Colossus of Rhodes facts for kids
The Colossus of Rhodes was a statue of the Greek titan-god of the sun Helios, erected in the city of Rhodes, on the Greek island of the same name, by Chares of Lindos in 280 BC.
One of the Seven Wonders of the Ancient World, it was constructed to celebrate Rhodes' victory over the ruler of Cyprus, Antigonus I Monophthalmus, whose son unsuccessfully besieged Rhodes in 305 BC.
According to most contemporary descriptions, the Colossus stood approximately 70 cubits, or 33 metres (108 feet)* high—the approximate height of the modern Statue of Liberty from feet to crown — making it the tallest statue of the ancient world. It was destroyed during the earthquake of 226 BC, and never rebuilt.
As of 2015, there are tentative plans to build a new Colossus at Rhodes Barbour, although the actual location of the original remains in dispute.

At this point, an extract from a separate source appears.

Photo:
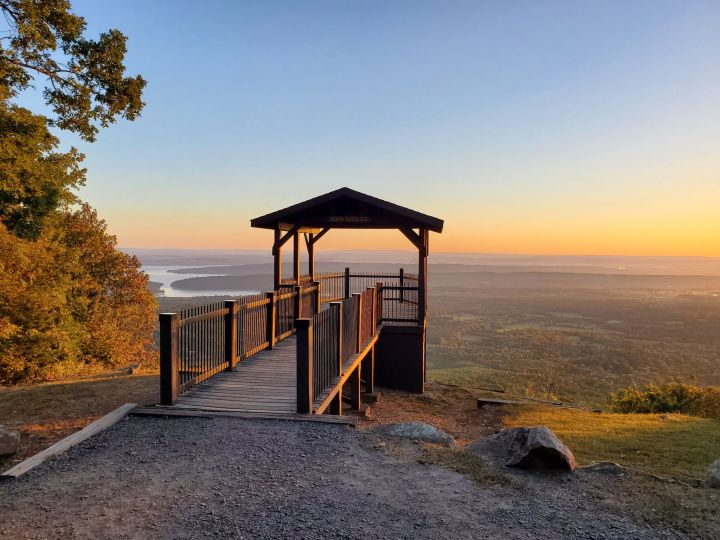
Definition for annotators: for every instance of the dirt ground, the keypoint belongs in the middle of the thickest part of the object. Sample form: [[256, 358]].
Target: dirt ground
[[230, 478], [452, 409], [46, 413]]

Construction began in 292 BC. Ancient accounts, which differ to some degree, describe the structure as being built with iron tie bars to which brass plates were fixed to form the skin. The interior of the structure, which stood on a 15-metre (49-foot)* high white marble pedestal near the Mandraki harbor entrance, was then filled with stone blocks as construction progressed.
Other sources place the Colossus on a breakwater in the harbor. According to most contemporary descriptions, the statue itself was about 70 cubits, or 33 metres (108 feet)* tall. Much of the iron and bronze was reforged from the various weapons Demetrius's army left behind, and the abandoned second siege tower may have been used for scaffolding around the lower levels during construction.

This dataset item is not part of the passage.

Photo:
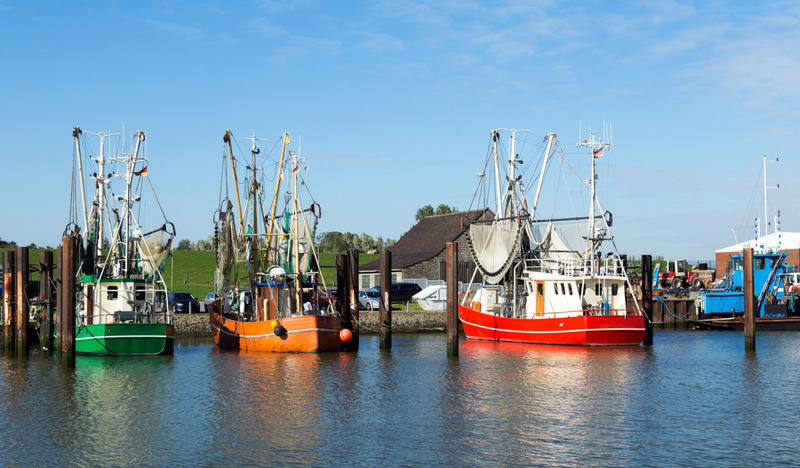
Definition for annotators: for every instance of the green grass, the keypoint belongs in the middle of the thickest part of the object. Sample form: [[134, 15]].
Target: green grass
[[193, 271]]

Upper portions were built with the use of a large earthen ramp. During the building, workers would pile mounds of earth on the sides of the colossus. Upon completion all of the earth was removed and the colossus was left to stand alone. After twelve years, in 280 BC, the statue was completed.

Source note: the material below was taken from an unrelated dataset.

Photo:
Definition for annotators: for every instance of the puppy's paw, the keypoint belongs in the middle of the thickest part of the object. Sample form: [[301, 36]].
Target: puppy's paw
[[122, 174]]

The statue stood for 54 years until Rhodes was hit by the 226 BC earthquake, when significant damage was also done to large portions of the city, including the harbour and commercial buildings, which were destroyed. The statue snapped at the knees and fell over onto the land. Ptolemy III offered to pay for the reconstruction of the statue, but the oracle of Delphi made the Rhodians afraid that they had offended Helios, and they declined to rebuild it.
The remains lay on the ground as described by Strabo (xiv.2.5) for over 800 years, and even broken, they were so impressive that many travelled to see them. Pliny the Elder remarked that few people could wrap their arms around the fallen thumb and that each of its fingers was larger than most statues.
In December 2015, a group of European architects announced plans to build a modern Colossus bestriding two piers at the harbour entrance, despite a preponderance of evidence and scholarly opinion that the original monument could not have stood there. The new statue, 150 metres tall (five times the height of the original) would cost an estimated $283 million, funded by private donations and crowdsourcing. The statue would include a cultural centre, a library, an exhibition hall, and a lighthouse, all powered by solar panels.